Exclusion Criteria20

• Major surgery within 8 weeks before screening or incomplete recovery from any previous surgery.
• Other than EPP or XLP, an inherited intrinsic or extrinsic red cell disease associated with anemia.
• Known hypersensitivity to any component of the study drug.
• History of liver transplantation or anticipated need for liver transplantation.
• History of alcohol dependence or excessive alcohol consumption, as assessed by the Investigator.
• Active human immunodeficiency virus (HIV), active hepatitis B or C.
• Other medical or psychiatric condition or laboratory finding not specifically noted above that, in the judgment of the Investigator or Sponsor, would put the participant at unacceptable risk or otherwise preclude the participant from participating in the study.
• Condition or concomitant medication that would confound the ability to interpret clinical, clinical laboratory, or participant diary data, including a major psychiatric condition that has had an exacerbation or required hospitalization in the last 6 months.
• Treatment History:
• Prior exposure to bitopertin.
• Concurrent or planned treatment with afamelanotide or dersimelagon during the study period.
• Treatment with opioids for any period \>7 days in the 2 months prior to screening or anticipated to require opioid use for \>7 days at any point during the study.
• New treatment for anemia, including initiation of iron supplementation, within 1 month of screening.

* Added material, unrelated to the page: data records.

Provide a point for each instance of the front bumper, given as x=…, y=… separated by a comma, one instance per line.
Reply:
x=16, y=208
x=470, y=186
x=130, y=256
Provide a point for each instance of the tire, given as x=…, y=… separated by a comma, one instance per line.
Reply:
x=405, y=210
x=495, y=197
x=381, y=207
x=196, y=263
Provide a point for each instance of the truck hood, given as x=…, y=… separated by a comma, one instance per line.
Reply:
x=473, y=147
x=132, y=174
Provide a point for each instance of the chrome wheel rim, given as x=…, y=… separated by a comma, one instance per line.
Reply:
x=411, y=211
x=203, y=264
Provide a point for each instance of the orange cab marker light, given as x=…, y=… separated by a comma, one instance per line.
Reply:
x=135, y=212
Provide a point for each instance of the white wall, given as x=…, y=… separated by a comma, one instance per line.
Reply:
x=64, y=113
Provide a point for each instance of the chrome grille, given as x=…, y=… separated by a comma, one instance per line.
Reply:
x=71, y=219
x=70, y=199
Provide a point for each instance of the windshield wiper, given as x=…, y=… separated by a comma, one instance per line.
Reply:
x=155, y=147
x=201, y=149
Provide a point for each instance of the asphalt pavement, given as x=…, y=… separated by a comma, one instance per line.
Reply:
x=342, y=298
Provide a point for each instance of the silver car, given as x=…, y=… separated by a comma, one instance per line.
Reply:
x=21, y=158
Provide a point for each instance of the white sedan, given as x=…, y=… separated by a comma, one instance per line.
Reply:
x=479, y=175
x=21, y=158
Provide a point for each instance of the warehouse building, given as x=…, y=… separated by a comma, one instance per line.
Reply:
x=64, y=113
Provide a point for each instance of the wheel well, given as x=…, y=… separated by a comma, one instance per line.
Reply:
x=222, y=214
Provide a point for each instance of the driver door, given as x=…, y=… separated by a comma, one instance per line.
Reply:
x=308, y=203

• Current or planned use of any drugs or herbal remedies known to be strong or moderate inhibitors or inducers of cytochrome P450 (CYP)3A4 enzymes for 28 days prior to the first dose and throughout the study.
• Current or planned treatment with antipsychotic medication.
• Laboratory Exclusions:
• Hemoglobin \<10 g/dL at screening.
• Miscellaneous:
• Participation in other interventional clinical studies within 30 days prior to screening.
• If female, pregnant or breastfeeding.